Intermetallic catalysts
Abstract:
Selective acetylene hydrogenation to ethylene is an important method for removing traces of acetylene in the ethylene feed for the production of polyethylene. Typical catalysts, like Pd dispersed on metal oxides are widely used for this reaction and show a limited selectivity and long-term stability. This can be attributed to the presence of active-sites ensembles on the catalyst surface. These drawbacks can be overcome by using the intermetallic compound PdGa which only possesses isolated palladium atoms in the crystal structure and shows higher selectivity as well as an increased long-term stability compared to the commercial catalysts. In the present work the surface of the intermetallic compound PdGa was probed by in situ XPS as well as CO adsorption using FTIR spectroscopy.
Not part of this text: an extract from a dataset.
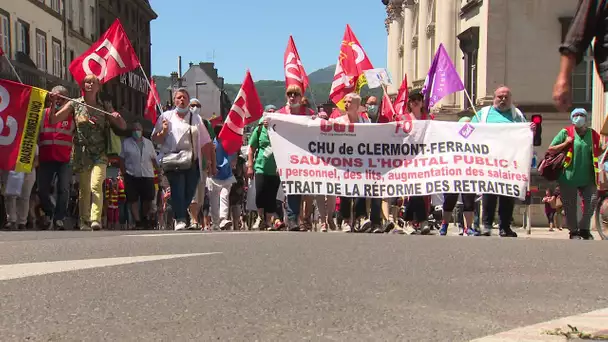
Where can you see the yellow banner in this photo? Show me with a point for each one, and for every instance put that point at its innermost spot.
(31, 128)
Investigations by UHV XPS revealed a significant modification of the Pd electronic state in the intermetallic compound due to covalent bonding: the Pd3d5/2 peak is shifted by 1 eV to higher binding energy compared to the metallic palladium. In situ measurements showed a high stability of the Pd surface states without appearance of any additional components or significant shifts of the Pd3d5/2 peak when applying a reactive atmosphere and temperature (1.0 mbar of H2 + 0.1 mbar of C2H2, t = 120ºC).
The adsorption of CO on the PdGa compound at room temperature results in appearance of only one band with a maximum at 2047 cm-1, which corresponds to linear Pd–CO carbonyls. The absence of bands due to bridged carbonyls in the observed spectra and the fact that the observed band is not coverage dependent, indicated that the active sites in PdGa are really isolated.
Characterization of PdGa by FTIR and in situ XPS revealed high surface stability during the reaction of acetylene hydrogenation and confirms the isolation of the active Pd site on the surface. In combination with modified electronic Pd states due to covalent bonding in the intermetallic compound it leads to superior catalytic properties like high selectivity and long-term stability in acetylene hydrogenation.